Goldförderprojekt: Regierungschef beendet Extremprotest der Roşia Montană-Kumpel

Bukarester Demos entwickeln sich zur Antisystem-Bewegung

Verzweiflung und Extremproteste in Roşia Montană, Zuversicht und Großdemo in Bukarest – das umstrittene Goldförderprojekt und die Inkonsequenz der Politiker drohen, die rumänische Gesellschaft gefährlich zu spalten.
Foto: Christian Binder

Bukarest (ADZ) - Premier Victor Ponta hat es am Sonntagabend geschafft, die in Roşia Montană unter Tage streikenden 33 Kumpel zur Aufgabe ihres Extremprotests zu bewegen. 22 Bergarbeiter hatten sich am Mittwoch nach dem angekündigten Aus des Goldförderprojekts im Bergwerk eingeschlossen, zwei Tage später gesellten sich weitere 11 Bergarbeiter dazu. Streikende sowie lokale Bergarbeitergewerkschaft forderten die Anwesenheit politischer Entscheidungsträger vor Ort – insbesondere von Senats- und Liberalenchef Crin Antonescu, der sich letzte Woche gegen das Goldprojekt ausgesprochen hatte.

Ponta traf am frühen Abend in Roşia Montană ein, wo gerade rund 2000 Menschen für Arbeitsplätze demonstrierten, und begab sich umgehend ins Bergwerk – es gelte vor allem, die Streikenden von ihrem gesundheitsgefährdenden Extremprotest abzubringen, so der Premier. Nach rund einstündigen Gesprächen erschienen Regierungschef und nach fünf Tagen unter Tage sichtlich mitgenommene Kumpel schließlich am Stolleneingang, wo sie von der tosenden Menge und weinenden Familien in Empfang genommen wurden.
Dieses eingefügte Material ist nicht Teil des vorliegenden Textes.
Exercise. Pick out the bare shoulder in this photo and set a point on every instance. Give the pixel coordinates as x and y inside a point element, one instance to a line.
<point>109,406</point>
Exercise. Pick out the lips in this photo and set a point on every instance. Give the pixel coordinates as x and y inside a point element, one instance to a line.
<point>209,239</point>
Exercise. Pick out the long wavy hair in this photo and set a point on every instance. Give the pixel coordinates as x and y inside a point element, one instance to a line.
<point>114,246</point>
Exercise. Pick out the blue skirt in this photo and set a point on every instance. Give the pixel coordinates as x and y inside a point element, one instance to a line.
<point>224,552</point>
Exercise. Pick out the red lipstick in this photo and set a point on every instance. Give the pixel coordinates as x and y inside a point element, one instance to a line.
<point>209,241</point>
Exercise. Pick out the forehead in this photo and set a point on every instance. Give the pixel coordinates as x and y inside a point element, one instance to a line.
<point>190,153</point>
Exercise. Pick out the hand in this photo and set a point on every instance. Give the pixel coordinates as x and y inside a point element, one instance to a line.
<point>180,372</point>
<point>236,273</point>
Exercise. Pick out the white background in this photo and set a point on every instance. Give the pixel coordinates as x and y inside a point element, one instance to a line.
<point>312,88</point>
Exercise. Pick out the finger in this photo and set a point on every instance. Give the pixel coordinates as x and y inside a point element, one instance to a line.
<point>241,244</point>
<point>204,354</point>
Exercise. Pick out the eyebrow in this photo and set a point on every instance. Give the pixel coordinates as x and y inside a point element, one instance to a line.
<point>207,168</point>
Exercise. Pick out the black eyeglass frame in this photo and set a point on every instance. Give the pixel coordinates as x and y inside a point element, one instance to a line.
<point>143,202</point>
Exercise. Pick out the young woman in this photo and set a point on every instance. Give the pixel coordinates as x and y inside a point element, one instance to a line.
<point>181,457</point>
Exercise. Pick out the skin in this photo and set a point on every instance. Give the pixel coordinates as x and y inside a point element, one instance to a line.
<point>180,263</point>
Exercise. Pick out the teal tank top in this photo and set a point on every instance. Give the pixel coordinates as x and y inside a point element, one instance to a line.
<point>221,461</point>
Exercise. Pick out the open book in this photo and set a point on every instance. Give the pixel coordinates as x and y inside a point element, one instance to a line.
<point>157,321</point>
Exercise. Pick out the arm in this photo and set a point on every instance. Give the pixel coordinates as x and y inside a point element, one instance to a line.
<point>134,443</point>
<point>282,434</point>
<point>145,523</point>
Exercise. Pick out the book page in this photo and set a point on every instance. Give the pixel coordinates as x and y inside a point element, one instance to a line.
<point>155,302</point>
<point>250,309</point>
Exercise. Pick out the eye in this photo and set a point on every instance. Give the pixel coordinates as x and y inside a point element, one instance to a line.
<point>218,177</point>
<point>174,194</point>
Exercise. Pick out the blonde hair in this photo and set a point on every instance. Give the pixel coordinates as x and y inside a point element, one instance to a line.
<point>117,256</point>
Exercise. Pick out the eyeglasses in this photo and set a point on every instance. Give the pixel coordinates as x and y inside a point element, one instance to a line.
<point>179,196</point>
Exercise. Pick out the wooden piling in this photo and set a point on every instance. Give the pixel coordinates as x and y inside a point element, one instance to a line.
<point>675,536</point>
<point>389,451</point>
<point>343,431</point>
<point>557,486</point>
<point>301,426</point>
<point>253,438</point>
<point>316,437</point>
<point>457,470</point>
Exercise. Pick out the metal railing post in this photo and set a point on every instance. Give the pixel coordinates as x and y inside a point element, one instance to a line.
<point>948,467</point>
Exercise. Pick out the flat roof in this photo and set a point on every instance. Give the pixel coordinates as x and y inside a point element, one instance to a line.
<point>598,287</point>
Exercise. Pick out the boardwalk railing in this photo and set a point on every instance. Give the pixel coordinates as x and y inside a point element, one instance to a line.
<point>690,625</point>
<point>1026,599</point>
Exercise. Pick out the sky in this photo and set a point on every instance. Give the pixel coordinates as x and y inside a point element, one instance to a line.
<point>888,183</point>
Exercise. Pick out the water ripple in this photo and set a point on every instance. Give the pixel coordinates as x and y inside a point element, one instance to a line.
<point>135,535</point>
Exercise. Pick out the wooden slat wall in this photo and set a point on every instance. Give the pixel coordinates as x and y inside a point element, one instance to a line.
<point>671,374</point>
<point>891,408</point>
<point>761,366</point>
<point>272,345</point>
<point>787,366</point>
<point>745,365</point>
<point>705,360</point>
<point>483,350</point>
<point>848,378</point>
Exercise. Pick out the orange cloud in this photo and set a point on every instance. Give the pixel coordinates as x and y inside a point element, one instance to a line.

Ponta erläuterte, den Kumpeln die Anwesenheit vor Ort des einzuberufenden Sonderausschusses des Parlaments zum Goldprojekt versprochen zu haben – „auch diese Menschen haben schließlich ein Recht auf Leben“. Es dürfe nicht sein, dass über ihr Schicksal ausschließlich aus Bukarester Perspektive beschlossen werde, ohne die lokalen Gegebenheiten und Nöte zu kennen, fügte Ponta hinzu.

Fast zeitgleich gingen in mehr als einem Dutzend Großstädten des Landes erneut Zehntausende Gegner des umstrittenen Goldförderprojekts auf die Straße – allein in Bukarest waren es geschätzte 15.000. Allerdings entwickeln sich die Straßenproteste in der Hauptstadt zunehmend zu einer Antisystem-Bewegung – demonstriert wird nämlich gegen so ziemlich alles, was derzeit bei der IPhone-Generation aneckt. So mehren sich inzwischen die Transparente, die sich gegen die politische Klasse insgesamt, gegen Vetternwirtschaft, aber auch gegen Kapitalismus und freie Marktwirtschaft, einschließlich gegen Auslandsinvestoren richten.